Selasa, 25 September 2012

Sunan Giri



            Di awal abad 14 M. Kerajaan Blambangan diperintah oleh Prabu Menak Sembuyu, salah seorang keturunan Prabu Hayam Wuruk dari kerajaan Majapahit. Raja dan rakyatnya memeluk agama Hindu dan ada sebagian yang memeluk agama Budha.
            Pada suatu hari Prabu Menak Sembuyu gelisah, demikian pula permaisurinya, pasalnya putri mereka satu-satunya telah jatuh sakit selama beberapa bulan. Sesudah diusahakan mendatangkan tabib dan dukun untuk mengobati tapi sang putri belum sembuh juga.
            Memang pada waktu itu kerajaan Blambangan sedang dilanda pagebluk atau wabah penyakit.

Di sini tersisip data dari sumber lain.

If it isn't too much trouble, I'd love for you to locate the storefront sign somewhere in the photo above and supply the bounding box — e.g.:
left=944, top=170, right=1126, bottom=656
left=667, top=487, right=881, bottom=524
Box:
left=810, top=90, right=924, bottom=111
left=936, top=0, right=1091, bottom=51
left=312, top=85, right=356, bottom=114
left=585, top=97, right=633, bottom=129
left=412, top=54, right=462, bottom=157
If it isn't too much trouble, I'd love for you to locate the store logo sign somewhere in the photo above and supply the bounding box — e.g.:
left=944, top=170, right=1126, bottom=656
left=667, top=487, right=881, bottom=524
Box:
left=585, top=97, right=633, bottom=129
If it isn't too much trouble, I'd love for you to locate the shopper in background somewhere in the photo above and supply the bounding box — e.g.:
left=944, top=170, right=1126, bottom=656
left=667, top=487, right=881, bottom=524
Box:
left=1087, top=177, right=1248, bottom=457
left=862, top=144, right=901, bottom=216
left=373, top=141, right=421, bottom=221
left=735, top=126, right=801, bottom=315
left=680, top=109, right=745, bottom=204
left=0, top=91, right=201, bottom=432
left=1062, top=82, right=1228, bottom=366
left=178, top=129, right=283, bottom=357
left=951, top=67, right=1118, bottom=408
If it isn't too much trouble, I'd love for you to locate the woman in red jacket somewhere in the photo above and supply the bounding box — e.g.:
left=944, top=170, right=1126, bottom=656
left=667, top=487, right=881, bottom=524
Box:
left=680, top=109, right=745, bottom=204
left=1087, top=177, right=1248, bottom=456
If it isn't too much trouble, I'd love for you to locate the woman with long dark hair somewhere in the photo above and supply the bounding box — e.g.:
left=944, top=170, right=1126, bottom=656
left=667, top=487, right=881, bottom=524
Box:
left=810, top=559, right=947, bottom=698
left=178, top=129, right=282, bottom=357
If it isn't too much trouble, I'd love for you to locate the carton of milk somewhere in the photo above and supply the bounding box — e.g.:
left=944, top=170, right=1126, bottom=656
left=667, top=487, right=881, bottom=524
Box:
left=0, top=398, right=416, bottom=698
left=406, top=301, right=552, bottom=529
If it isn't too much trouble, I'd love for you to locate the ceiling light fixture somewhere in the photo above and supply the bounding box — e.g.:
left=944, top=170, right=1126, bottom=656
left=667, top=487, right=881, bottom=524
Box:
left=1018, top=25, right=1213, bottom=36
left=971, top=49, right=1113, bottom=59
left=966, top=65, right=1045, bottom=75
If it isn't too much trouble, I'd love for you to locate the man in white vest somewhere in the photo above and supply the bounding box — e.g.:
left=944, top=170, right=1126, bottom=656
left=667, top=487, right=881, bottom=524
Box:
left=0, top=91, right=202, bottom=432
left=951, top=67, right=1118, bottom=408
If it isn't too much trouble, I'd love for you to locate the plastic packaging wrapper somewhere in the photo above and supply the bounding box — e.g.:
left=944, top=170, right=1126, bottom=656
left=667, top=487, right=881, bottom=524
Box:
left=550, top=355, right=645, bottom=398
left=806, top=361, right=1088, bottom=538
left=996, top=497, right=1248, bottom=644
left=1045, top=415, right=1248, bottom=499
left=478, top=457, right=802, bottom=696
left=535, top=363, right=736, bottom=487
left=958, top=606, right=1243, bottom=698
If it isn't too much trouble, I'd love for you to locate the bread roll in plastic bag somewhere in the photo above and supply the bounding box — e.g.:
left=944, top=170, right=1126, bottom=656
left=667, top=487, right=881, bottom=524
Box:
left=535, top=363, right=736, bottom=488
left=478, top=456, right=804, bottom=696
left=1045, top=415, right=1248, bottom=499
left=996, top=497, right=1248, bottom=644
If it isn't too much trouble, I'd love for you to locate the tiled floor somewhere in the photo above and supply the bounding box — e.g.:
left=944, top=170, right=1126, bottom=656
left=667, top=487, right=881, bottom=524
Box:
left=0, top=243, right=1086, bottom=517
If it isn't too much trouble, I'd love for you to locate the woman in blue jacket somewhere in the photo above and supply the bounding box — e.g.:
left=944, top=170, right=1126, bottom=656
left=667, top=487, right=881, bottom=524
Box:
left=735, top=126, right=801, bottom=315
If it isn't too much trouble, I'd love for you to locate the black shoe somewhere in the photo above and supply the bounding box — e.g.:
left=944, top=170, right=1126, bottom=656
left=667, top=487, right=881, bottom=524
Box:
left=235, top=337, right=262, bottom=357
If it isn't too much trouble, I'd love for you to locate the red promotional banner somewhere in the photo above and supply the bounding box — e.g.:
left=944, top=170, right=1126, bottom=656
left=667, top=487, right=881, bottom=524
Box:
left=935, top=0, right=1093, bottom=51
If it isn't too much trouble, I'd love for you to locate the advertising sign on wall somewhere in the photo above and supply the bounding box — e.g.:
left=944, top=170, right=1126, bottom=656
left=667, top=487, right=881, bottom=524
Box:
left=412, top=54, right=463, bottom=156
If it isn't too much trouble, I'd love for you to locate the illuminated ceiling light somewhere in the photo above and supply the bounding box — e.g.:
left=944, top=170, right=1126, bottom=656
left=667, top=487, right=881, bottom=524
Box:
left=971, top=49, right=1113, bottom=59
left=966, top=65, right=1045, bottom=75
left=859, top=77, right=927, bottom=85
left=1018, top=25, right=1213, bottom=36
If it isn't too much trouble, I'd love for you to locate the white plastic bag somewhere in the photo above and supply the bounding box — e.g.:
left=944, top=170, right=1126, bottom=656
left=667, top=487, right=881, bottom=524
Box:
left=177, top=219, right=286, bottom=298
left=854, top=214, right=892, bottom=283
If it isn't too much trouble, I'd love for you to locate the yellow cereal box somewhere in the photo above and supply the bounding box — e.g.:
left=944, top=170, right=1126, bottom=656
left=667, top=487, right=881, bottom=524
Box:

Banyak sudah korban berjatuhan. Menurut gambaran badad Tanah Jawa esok sakit sorenya mati. Seluruh penduduk sangat prihatin, berduka cita, dan hampir semua kegiatan sehari-hari menjadi macet total.
           Atas saran permaisuri Prabu Menak Sembuyu kemudian mengadakan sayembara, siapa yang dapat menyembuhkan putrinya akan diambil menantu dan siapa yang dapat mengusir wabah penyakit di Blambangan akan diangkat sebagai Bupati atau Raja Muda. Sayembara disebar di hampir pelosok negeri. Sehari, dua hari, seminggu bahkan berbulan-bulan kemudian tak ada seorangpun yang menyatakan kesanggupannya untuk mengikuti sayembara itu.
          Permaisuri makin sedih hatinya, Prabu Menak Sembuyu berusaha menghibur istrinya dengan menugaskan Patih Bajul Sengara untuk mencari petapa sakti guna mengobati penyakit putrinya.
          Diiringi  beberapa prajurit pilihan, Patih Bajul Sengara berangkat melaksanakan tugasnya. Para petapa biasanya tinggal di puncak atau lereng-lereng gunung, maka kesanalah Patih Bajul Sengara mengajak pengikutnya mencari orang-orang sakti.
          Patih Bajil Sengara akhirnya betemu dengan Resi Kanabaya yang mengetahui adanya seorang tokoh sakti dari negeri seberang. Orang yang dimaksut adalah Syekh maulana Ishak yang sedang berdakwah secara sembunyi-sembunyi di negeri Blambangan.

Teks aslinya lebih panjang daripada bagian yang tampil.